Notre droit du travail prévoit déjà de nombreuses obligations concernant le respect des limites de temps de travail et des périodes de repos des travailleurs. Il s’ensuit que les travailleurs ne sont, par principe, évidemment pas tenus de fournir des prestations en dehors de leurs heures de travail. Certes, les travailleurs investis d’un poste de direction ou de confiance n’entrent pas dans le champ d’application des dispositions relatives à la durée du travail mais ils n’échappent cependant pas aux dispositions relatives au bien-être au travail, de sorte qu’on ne peut pas non plus attendre d’eux qu’ils soient connectés en permanence.
En outre, comme expliqué plus haut, le législateur a déjà prévu une obligation pour les employeurs d’organiser une consultation autour des questions de déconnexion, sur la base de laquelle des mesures spécifiques au niveau de l’entreprise peuvent ensuite être introduites.
Il nous semble que la formalisation du droit à la déconnexion apportera toutefois une réelle plus-value au cadre existant. La réduction de la connectivité permanente des travailleurs n’implique en effet pas seulement un changement de la culture de travail de nombreuses organisations mais aussi des travailleurs eux-mêmes. Bien qu’ils n’y soient nullement tenus, les travailleurs continuent bien souvent de répondre aux courriels en dehors des heures de travail parce qu’ils évoluent dans une culture d’entreprise encourageant une réactivité constante et parce qu’ils éprouvent eux-mêmes des difficultés à se déconnecter des outils numériques après les heures de travail. L’inscription explicite du droit à la déconnexion dans la législation, voire l’obligation de prendre des mesures à cet effet au niveau de l’entreprise et/ou du secteur, pourrait dès lors, selon nous, contribuer à faire évoluer les mentalités des employeurs et des travailleurs dans le bon sens.

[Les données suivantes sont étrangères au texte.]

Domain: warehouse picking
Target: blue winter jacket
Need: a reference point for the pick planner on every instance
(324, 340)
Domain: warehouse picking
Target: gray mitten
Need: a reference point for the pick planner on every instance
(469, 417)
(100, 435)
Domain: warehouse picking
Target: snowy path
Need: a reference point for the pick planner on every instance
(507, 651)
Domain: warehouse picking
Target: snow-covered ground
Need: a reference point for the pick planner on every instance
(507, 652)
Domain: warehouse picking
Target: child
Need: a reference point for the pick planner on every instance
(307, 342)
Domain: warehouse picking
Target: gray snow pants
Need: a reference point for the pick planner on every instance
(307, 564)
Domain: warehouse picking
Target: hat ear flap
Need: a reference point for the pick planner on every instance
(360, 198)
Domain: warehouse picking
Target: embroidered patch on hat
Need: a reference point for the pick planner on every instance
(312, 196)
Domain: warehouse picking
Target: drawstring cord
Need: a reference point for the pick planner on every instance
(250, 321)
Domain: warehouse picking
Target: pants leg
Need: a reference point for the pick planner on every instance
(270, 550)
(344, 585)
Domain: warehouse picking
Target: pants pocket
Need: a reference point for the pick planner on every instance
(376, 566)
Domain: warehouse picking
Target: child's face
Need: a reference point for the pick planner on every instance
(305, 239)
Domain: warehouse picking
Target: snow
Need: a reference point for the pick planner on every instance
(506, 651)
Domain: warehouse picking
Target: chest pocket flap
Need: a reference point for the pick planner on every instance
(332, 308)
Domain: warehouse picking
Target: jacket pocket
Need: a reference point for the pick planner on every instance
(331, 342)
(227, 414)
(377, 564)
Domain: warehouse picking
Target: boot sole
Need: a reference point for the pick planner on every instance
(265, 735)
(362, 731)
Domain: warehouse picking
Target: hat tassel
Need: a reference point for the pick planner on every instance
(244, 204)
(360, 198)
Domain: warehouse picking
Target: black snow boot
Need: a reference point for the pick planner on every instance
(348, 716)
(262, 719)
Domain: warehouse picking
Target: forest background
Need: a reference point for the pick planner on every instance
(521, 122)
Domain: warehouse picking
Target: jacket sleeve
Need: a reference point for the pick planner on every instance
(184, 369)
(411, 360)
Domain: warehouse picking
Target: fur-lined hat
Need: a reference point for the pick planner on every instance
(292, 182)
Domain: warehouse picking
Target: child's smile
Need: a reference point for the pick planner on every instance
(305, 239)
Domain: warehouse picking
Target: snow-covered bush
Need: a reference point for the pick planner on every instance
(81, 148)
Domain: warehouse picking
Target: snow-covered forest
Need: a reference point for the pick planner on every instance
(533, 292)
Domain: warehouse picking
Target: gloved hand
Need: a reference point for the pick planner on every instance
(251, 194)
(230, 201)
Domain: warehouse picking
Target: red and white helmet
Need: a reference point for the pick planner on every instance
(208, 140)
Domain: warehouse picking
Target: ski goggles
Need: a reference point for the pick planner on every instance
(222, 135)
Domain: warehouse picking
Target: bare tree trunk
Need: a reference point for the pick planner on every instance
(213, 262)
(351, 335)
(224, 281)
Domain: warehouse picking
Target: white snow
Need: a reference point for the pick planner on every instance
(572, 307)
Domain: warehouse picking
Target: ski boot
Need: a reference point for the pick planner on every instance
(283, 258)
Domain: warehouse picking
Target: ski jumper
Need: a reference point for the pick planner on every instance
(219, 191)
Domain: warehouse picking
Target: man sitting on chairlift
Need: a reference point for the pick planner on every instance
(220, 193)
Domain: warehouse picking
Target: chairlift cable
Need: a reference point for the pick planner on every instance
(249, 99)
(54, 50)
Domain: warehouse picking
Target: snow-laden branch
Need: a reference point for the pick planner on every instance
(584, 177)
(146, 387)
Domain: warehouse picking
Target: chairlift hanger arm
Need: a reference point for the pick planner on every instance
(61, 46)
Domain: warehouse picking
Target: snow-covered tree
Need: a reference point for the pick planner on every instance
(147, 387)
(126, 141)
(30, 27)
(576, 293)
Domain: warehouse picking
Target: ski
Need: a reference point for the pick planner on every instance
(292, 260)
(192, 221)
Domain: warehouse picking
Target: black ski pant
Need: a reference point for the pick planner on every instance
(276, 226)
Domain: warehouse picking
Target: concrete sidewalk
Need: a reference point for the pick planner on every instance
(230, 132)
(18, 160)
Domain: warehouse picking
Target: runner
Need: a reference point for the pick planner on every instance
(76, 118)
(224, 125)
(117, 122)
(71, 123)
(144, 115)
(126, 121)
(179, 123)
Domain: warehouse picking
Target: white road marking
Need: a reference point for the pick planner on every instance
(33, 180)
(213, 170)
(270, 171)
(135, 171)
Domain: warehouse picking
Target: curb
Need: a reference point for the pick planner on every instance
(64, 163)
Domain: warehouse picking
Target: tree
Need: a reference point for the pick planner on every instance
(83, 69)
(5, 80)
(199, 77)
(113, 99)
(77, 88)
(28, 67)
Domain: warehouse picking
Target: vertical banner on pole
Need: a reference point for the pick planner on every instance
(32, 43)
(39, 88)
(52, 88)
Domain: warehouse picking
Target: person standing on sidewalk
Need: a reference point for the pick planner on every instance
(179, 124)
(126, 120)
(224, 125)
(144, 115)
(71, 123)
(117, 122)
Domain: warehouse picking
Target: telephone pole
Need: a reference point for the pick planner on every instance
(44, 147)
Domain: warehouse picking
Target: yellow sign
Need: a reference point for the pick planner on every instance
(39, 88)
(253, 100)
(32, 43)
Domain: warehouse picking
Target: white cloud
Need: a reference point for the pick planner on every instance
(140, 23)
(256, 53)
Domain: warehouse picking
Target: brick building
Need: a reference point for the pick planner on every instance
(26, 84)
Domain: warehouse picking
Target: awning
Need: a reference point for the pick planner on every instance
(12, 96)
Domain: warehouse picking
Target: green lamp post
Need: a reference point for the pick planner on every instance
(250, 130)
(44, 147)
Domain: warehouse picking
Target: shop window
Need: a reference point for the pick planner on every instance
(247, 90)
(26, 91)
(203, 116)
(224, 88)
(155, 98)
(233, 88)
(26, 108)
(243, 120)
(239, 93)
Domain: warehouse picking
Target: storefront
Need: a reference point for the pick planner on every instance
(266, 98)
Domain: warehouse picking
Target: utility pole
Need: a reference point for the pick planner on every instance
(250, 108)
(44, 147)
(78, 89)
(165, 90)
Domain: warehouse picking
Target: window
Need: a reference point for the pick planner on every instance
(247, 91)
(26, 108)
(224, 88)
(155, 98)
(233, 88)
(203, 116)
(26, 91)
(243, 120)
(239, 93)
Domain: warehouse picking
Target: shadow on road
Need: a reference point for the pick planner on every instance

Dans l’attente d’un texte légal, vous pouvez d’ores et déjà, en tant qu’employeur, prendre quelques mesures simples afin d’assurer le bien-être de vos travailleurs (ce à quoi tout employeur est d’ailleurs tenu) en instaurant une culture de la déconnexion dans votre organisation. Pensez, entre autres, à l’interdiction des réunions après 18 heures, à l’organisation de formations sur le bien-être pour votre personnel, etc.